The Bills announced in each session’s Queen’s Speech are the fulcrum of the Parliamentary year. But they are easily lost sight of, separately and wholly, as the political cycle moves – and a mass of other news and events crowd them out.
So during the coming months, ConservativeHome will run a brief guide, on most Sunday mornings, to each Bill from this year’s Speech: what it is, whether it’s new, its main strengths and weaknesses – and whether it’s expected sooner or later.
11. Health and Care Bill
This Bill proposes the first major NHS reorganisation since the Lansley reforms of the early Coalition years. It is divided into five main parts.
The first contains the organisational meat of the Bill – the clauses on integation and collaboration. Part Two covers health and adult social care information, and Part Three the Secretary of State’s powers. Part Four establishes a Health Services Safety Investigations Body. And Part Five covers miscellaneous provisions, including the advertising of “less healthy food and drink”.
The Department of Health and Social Care, so Sajid Javid is in the lead. And he indeed opened the debate on the Bill’s Second Reading during the summer.
Edward Argar, who wound up that debate and is still in place post-reshuffle, has been leading on the Bill in committee now that Parliament has resumed.
Carried over or a new Bill?
Currently under consideration.
The core of the Government’s case is that “the overwhelming majority of these proposals are changes that the health service has asked for”. These feature, broadly speaking, a tilt away from the competition principle furthered by the Lansley changes, and one back to the co-operation principle which has been stressed less since the Clarke/Milburn/Lansley reforms, carried out under both main parties.
Ministers argue that the Covid pandemic has shown up organisational problems within the provision of health and social care – such as the unnecessary retendering of contracts, data that can’t be shared between different NHS and social care providers, and above all the siloes that prevent patients being moved seamlessly from one part of the system to others.
A classic pincer movement could be made against this Bill. From the Right, it would be that the competition-based Clarke/Milburn/Lansley reforms have done much to improve choice, improve value for money and efficiency within the service, and that any shift away from the competititon principle risks creating cartels that cost more but deliver less value for patients.

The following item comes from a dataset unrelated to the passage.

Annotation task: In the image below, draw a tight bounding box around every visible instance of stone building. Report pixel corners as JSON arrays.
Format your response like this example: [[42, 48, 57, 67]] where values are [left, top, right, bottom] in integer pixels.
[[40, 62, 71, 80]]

From the Left, the case as made by Labour during the Second Reading debate welcomed the removal of the Lansley competition rules in Part One of the Bill; quarrelled with aspects of the new local health boards (including their boundaries, independent sector representation and composition) and objected to the new powers for the Secretary of State.
The context of Britain’s emergence from the pandemic, and the consequent challenges for the NHS and social care, is crucial to understanding the politics of the Bill. The Government must grapple with a backlog of treatments, the cutback in face-to-face GP appointments, reforming Mental Health provision – and, not least, the unresolved issue of improving social care.
Labour’s main attack, for all the above, has been about what isn’t in the Bill: mainly, yet more money and resources. The Opposition is preparing the ground for a political attack as queues for treatment grow. This is more important to it than the reorganisation itself, on which their attack has been headed off (since Simon Stevens, the outgoing NHS Chief Executive, was clearly a force behind it).
Controversy rating 4/10
We give this Bill a low score because the attack from the Right in Parliament hasn’t materialised (only three Conservative MPs opposed it at Second Reading), and because the thrust of the Left’s healthcare attack comes elsewhere. Javid’s hesitation about its timing hints at a bigger theme: this is scarcely the first NHS reorganisation, as those competition and co-operation principles clash, and it won’t be the last.